The small conference room was impeccably clean; the oval table with seats for half a dozen shone, the windows showing the enormous playing-field below us where spotless and the smartly off-white hairs of broadloom carpet looked as if though no-one had violated them with shoes before we’d entered. It smelled like newly unwrapped plastic toys.
My and my companions made some small talk, but most of our jocular remarks fell flat as we were all equally nervous; it’s not every day that you meet a dictator, let alone one that could — and probably would — have you shot if you offended him, foreign representative or not. I wanted to say that, as a joke, but somehow I couldn’t find a way of cushioning the truth of the assessment. Besides, I’m certain there were hidden microphones and cameras monitoring us, and such a remark may well have offended the Dear Leader.
As John and Mats kept on trying to fend off their apprehension with random remarks on the weather, the stock market and the situation in Ireland, I turned my gaze to the window once more. It was a panorama window, spanning the entire wall to my left, all the way to the door through which the Dear Leader was expected to enter any minute, followed by his smiling aides. The edges of the window were visibly rounded, a shape that was echoed throughout the design of the stadium. The enormous arena was all indoors, but football-field was real grass, I had been told. The guide had said that the stadium could house in excess of one hundred thousand spectators, the pride in the achievement apparent in her voice. And yet, I suspected it had never been host neither to a single game of soccer, nor a decathlon or any other game. The arena carried the same artificial plastic scent that the VIP room we currently occupied, not even a hint of earth and grass.
I stretched in my seat, it was not a very comfortable chair. In tune with the rest of the décor, this too was rounded: a hollowed out egg half, covered in a coarse woven fabric in yellow-chartreuse, standing on a single trumpet shaped leg. It struck me that the chair and the entire arena seemed to mimic design fashions abandoned in the West in the Sixties or Seventies, but apparently they were in vogue here. It reminded me of the future, as it was imagined in the early James Bond movies.
Now, I have the bad habit of leaning back too far in my chair, often balancing on the back two legs. This proved fatal, since the rounded support was already unsteady on the springy hairs of the carpet, and I fell backwards spectacularly, just as Matt rose to look out the window and announce that he could see the North Korea leader approaching now.

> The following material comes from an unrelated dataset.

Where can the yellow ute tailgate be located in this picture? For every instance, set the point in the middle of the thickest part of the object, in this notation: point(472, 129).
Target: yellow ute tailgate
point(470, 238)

Panic! What was the dictator to do, when he found one of his guests sprawling on his back? I tried to get up, but chair had lodged itself in the narrow space between the wall and the table, and I was myself propped up against the back wall. Thankfully, John quickly reach with his hand, as Mats stepped up to greet the group, and with his help, and not a second glance from the North Koreans, we managed to get me standing and right the chair, in time to accept the Dear Leader’s hand, stretch out in greeting.
After formal introductions, we were seated, Kim Jong Il to my right, at the head of the table, his aides to his right. My pulse was still beating at a very high rate after the embarrassing fall, and I don’t remember much of the meeting itself. This may in part be because the meeting itself quickly detoured into the absurd; the Dictator soon produced a map book where he had marked with red dots and scrawled dates, what he communicated in his broken English to be volcano eruptions of the recent year. His accent was very heavy and his speech confused, to my ears at least, but it seemed that he wanted our opinion on a theory of his, that the volcanic activity across the globe was somehow connected. Especially a series of eruptions in the Philippines or Indonesia (I can’t remember which) and the volcanic event in Iceland last summer, the one that shut down the air traffic throughout Europe for several weeks, seemed to have peaked his interest. This not being my area of expertise at all, I could only nod and smile appreciatively at what I hoped to be the appropriate moments, while the hypocrisy of the whole farcical situation ground at the core of my being.
The meeting was soon over, but whether it was a success or not I shall never know. As we said our goodbyes to the Dear Leader, we were all glad to leave the arena for our hotel, escorted every step of the way by our North Korean hosts.
In the city of my birth, there is a speakers’ corner. In the dozen or so years since it was inaugurated, I don’t think I’ve seen it used even once.